|Date of Birth||16 April 1953, Forest Hills, New York, USA|
|Height||6' 2" (1.88 m)|
Mini Bio (1)
J. Neil Schulman is a writer, publisher, radio personality, composer, prophet, filmmaker, and actor.
He was born in Forest Hills, New York, the only son of Julius Schulman, a renowned concert violinist who won CBS's Arthur Godfrey Talent Scouts competition, and to Betty Schulman, a painter. He grew up in New York City, New Orleans, and Massachusetts, and beginning in high school, regularly sold sports and event photography to newspapers, and once had his art photography submitted to New York's Museum of Modern Art. After dropping out of City University of New York, he pursued a career as a writer, making his first professional sale to the New York Times Book Review in 1973.
Schulman's journalism includes humor sold to Reader's Digest and the Los Angeles Times Book Review, op-eds in the Los Angeles Times and Orange County Register, and feature articles in magazines as diverse as National Review and Cult Movies.
In 1975 he moved to Southern California, living in Long Beach, Hollywood, and Venice, and settling in Culver City. In 1985 he married singer/composer Kate O'Neal, and lived bi-coastally between California and New York for five years. Their daughter, Soleil O'Neal-Schulman, was born in Culver City in 1991. They divorced the following year. During these years he worked as an assistant to a Hollywood talent agent, as a first reader for a New York book publisher, as a literary agent, and as a raunchy humor magazine editor. He produced classical music for Texas cable television, traveled as a researcher for a Pennsylvania public television station, taught a graduate course in media studies for the New School in New York City, and produced original radio drama for the Pacifica Radio Network. In 1989 he founded the first of two book publishing companies which made bestselling authors' books available either by on-demand print or for download, and he's been called a pioneer of the eBook by the New York Times, the Wall Street Journal, and Esquire. In 1990 he began a career as a radio talk show host.

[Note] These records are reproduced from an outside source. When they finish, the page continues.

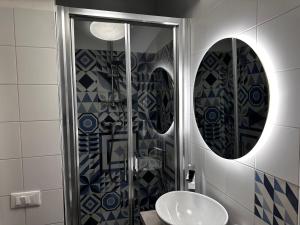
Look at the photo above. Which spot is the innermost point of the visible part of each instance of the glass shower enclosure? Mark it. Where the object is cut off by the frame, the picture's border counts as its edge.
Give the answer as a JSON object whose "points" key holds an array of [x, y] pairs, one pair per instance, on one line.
{"points": [[120, 100]]}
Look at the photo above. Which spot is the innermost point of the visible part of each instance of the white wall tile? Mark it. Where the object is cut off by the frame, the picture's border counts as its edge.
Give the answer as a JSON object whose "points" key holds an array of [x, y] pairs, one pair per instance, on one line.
{"points": [[280, 154], [215, 170], [10, 141], [268, 9], [37, 65], [236, 212], [34, 28], [280, 40], [9, 99], [8, 67], [39, 102], [7, 26], [40, 138], [42, 172], [288, 100], [48, 5], [10, 216], [215, 24], [10, 176], [233, 178], [240, 184], [50, 212]]}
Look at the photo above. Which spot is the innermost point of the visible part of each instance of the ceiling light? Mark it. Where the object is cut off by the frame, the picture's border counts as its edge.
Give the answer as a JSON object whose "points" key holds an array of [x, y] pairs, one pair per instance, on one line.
{"points": [[107, 31]]}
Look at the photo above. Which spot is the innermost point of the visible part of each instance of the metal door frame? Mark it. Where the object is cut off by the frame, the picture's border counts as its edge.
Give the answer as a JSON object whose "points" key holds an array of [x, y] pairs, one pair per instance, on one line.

He's the author of ten books including three novels. His career as an author began with his novel Alongside Night published in 1979, which won endorsements from Anthony Burgess and Nobel laureate Milton Friedman, and went on to win the Prometheus Hall of Fame Award. His 1983 novel, The Rainbow Cadenza, also won the Prometheus Award, and inspired a Laserium show. His latest novel, Escape from Heaven, was a finalist for the Prometheus Award, and is currently being developed as a feature film. Other books include a collection of short stories, a book which concludes that both of O.J. Simpson trials failed to reach the truth, a widely cited study of gun-control laws, and an omnibus collection including an essay on the meaning of life and eight of his poems. His latest book tells of his conversion from lifelong atheism to being a firm believer in God who still distances himself from religion.
His screen-writing career began with an original feature-film treatment sold to Herb Jaffe's Vista Films in 1983, and in 1986 he sold two original scripts to CBS's revived Twilight Zone, one of which, "Profile in Silver," was produced. The outlines and first two drafts of that teleplay are included in his 1999 book, Profile In Silver And Other Screenwritings. The book also includes the bulk of Schulman's early works written for the screen as well as commentaries about his adventures and trials in the film and TV industries.
In 2005 he began a producing partnership with Nichelle Nichols, and produced, wrote, and directed his first feature film, Lady Magdalene's.